Los implantes musculares podrían permitir prótesis controladas mentalmente; no se requiere cirugía cerebral

Alex Smith fue Tenía 11 años cuando perdió su brazo derecho en 2003. Un conductor ebrio que operaba un bote chocó con el barco de su familia en el lago Austin, enviándolo por la borda. Golpeó una hélice y le cortaron el brazo en el agua.

Un año después, consiguió un brazo mioeléctricoun tipo de prótesis alimentada por señales eléctricas en los músculos de su miembro residual. Pero Smith apenas lo usó porque era “muy, muy lento” y tenía un rango de movimientos limitado. Podía abrir y cerrar la mano, pero no hacer mucho más. Probó con otros brazos robóticos a lo largo de los años, pero tenían problemas similares.

“Simplemente no son súper funcionales”, dice. “Hay un retraso enorme entre la ejecución de una función y luego que la prótesis realmente la haga. En mi vida diaria, se volvió más rápido descubrir otras formas de hacer las cosas”.

Recientemente, ha estado probando un nuevo sistema de la startup Phantom Neuro, con sede en Austin, que tiene el potencial de proporcionar un control más realista de prótesis de extremidades. La empresa está construyendo un implante muscular delgado y flexible para permitir a los amputados un rango de movimiento más amplio y natural con sólo pensar en los gestos que quieren hacer.

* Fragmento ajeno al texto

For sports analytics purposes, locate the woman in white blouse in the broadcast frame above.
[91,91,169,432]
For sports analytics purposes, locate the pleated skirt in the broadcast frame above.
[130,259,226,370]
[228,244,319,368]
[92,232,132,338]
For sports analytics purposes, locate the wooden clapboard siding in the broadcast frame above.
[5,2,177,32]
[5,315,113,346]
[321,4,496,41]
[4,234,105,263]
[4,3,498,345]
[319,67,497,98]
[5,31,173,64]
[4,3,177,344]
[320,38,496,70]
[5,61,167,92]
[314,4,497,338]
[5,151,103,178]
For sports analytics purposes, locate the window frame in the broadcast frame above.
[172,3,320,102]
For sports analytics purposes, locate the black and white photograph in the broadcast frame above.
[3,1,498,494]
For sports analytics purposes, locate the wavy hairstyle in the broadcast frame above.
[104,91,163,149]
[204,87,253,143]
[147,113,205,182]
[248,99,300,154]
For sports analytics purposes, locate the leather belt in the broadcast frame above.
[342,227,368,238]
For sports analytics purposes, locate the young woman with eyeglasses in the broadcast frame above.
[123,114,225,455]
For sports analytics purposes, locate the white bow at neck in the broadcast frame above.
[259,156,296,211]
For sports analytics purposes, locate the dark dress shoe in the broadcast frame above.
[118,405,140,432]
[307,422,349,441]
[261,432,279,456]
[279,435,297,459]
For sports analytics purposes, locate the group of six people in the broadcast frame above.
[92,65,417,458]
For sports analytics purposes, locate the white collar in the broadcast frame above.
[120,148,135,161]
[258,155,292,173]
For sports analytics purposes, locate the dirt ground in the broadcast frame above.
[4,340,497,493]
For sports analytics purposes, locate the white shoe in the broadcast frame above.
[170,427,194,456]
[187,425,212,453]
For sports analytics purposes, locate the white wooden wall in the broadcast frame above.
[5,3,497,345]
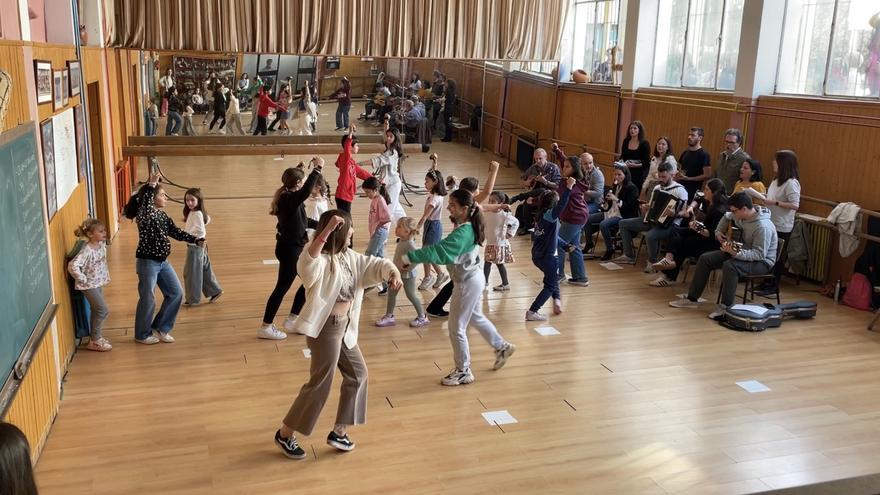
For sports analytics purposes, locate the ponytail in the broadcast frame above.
[361,177,391,205]
[449,189,486,246]
[73,218,104,237]
[269,167,305,216]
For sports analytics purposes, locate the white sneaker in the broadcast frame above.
[669,298,700,308]
[153,330,174,344]
[648,274,672,286]
[526,311,547,321]
[281,316,297,333]
[419,275,437,290]
[257,325,287,340]
[134,335,159,345]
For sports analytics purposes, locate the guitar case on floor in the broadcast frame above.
[718,301,816,332]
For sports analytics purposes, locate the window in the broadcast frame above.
[776,0,880,97]
[560,0,623,84]
[510,61,556,77]
[652,0,744,90]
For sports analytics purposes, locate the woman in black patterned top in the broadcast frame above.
[124,174,205,345]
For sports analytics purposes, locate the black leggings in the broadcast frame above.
[208,112,226,130]
[483,261,509,285]
[427,282,454,314]
[263,242,306,323]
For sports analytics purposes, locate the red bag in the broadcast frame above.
[841,272,872,311]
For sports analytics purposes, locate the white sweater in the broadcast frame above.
[293,243,400,349]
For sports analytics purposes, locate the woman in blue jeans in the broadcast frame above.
[585,165,639,261]
[330,77,351,131]
[124,174,205,345]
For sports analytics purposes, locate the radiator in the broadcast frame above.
[798,214,835,284]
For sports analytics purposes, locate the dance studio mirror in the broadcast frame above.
[133,51,556,142]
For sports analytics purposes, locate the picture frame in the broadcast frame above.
[34,60,52,104]
[67,60,82,96]
[73,105,88,182]
[40,118,61,221]
[61,69,70,107]
[52,70,64,110]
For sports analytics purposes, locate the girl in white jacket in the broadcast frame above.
[275,210,401,459]
[483,191,519,292]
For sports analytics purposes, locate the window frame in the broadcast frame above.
[772,0,880,102]
[560,0,627,88]
[651,0,740,93]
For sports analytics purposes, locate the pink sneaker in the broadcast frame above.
[376,315,397,327]
[409,315,431,328]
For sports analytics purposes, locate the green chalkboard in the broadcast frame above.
[0,122,52,396]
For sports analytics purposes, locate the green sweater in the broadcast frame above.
[406,223,476,265]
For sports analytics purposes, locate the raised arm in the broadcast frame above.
[474,160,501,203]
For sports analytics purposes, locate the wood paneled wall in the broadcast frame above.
[0,42,88,459]
[556,86,620,165]
[616,89,735,167]
[0,41,34,131]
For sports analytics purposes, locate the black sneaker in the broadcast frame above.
[327,431,354,452]
[275,430,306,459]
[426,309,449,318]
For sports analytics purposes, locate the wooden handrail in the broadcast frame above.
[801,194,880,218]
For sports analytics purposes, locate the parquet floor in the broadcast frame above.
[31,106,880,495]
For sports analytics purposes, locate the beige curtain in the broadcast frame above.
[107,0,569,60]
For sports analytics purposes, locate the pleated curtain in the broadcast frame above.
[105,0,569,60]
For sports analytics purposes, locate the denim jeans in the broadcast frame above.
[688,251,773,307]
[364,226,388,258]
[134,258,183,340]
[558,222,587,280]
[599,217,621,252]
[529,256,562,312]
[165,110,183,136]
[620,217,676,263]
[144,110,156,136]
[336,103,351,128]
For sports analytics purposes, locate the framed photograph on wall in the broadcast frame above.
[40,118,60,220]
[67,60,82,96]
[34,60,52,104]
[61,69,70,107]
[52,70,64,110]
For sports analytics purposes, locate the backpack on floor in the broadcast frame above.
[718,301,816,332]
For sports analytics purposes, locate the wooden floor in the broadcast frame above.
[31,109,880,495]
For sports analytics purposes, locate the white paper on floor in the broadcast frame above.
[483,409,517,426]
[736,380,770,394]
[535,327,559,336]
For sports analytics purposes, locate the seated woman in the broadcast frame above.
[639,136,678,202]
[733,158,767,206]
[584,165,639,261]
[648,178,727,287]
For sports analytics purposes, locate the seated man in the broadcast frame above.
[669,192,778,319]
[614,162,687,272]
[508,148,562,235]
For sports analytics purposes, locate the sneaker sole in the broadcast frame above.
[275,440,306,461]
[327,440,354,452]
[440,378,474,387]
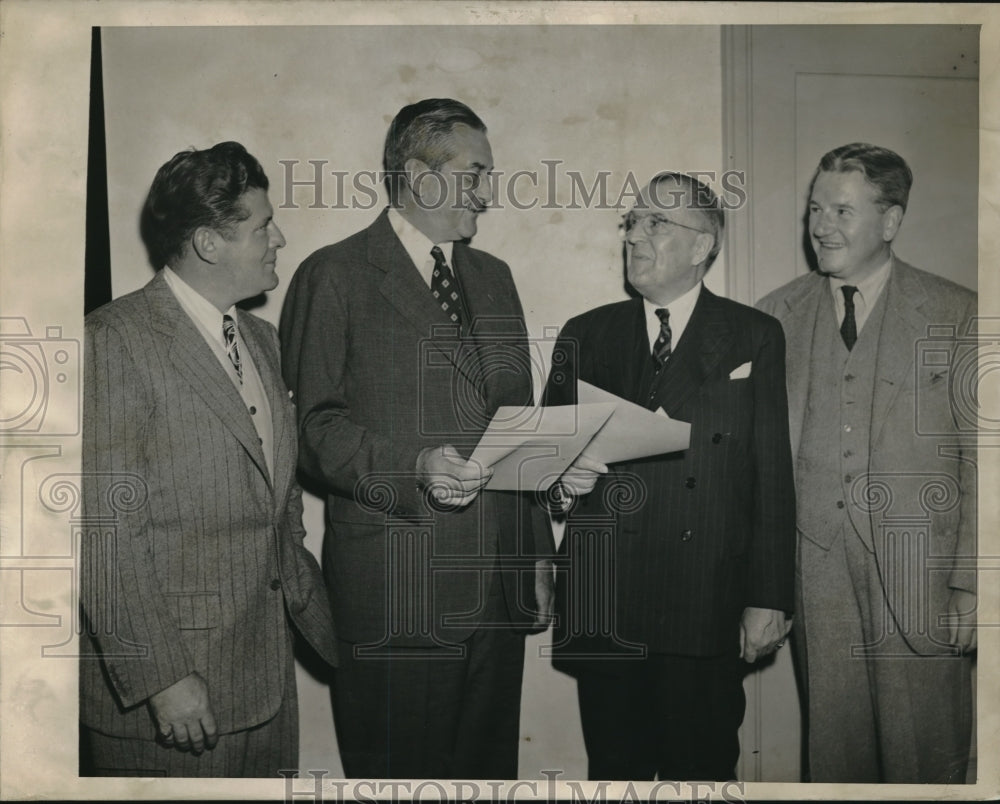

“No mucha gente utiliza extremidades robóticas y eso se debe en gran medida a lo horrible que es el sistema de control”, dice Connor Glass, director ejecutivo y cofundador de Phantom Neuro.

En datos compartidos exclusivamente con WIRED, 10 participantes en un estudio realizado por Phantom utilizaron una versión portátil de los sensores de la compañía para controlar un brazo robótico que ya está en el mercado, logrando una precisión promedio del 93,8 por ciento en 11 gestos de manos y muñecas. Smith fue uno de los participantes, mientras que los otros nueve eran voluntarios sanos, lo cual es común en los primeros estudios sobre prótesis. El éxito de este estudio allana el camino para probar los sensores implantables de Phantom en el futuro.

Las prótesis mioeléctricas actuales, como las que ha probado Smith, leen los impulsos eléctricos de los electrodos de superficie que se encuentran en el muñón amputado. La mayoría de las prótesis robóticas tienen dos electrodos o canales de registro. Cuando una persona flexiona la mano, los músculos del brazo se contraen. Esas contracciones musculares todavía ocurren en un miembro superior amputado cuando se flexionan. Los electrodos captan señales eléctricas de esas contracciones, las interpretan e inician movimientos en la prótesis. Pero los electrodos de superficie no siempre capturan señales estables porque pueden deslizarse y moverse, lo que disminuye su precisión en un entorno del mundo real.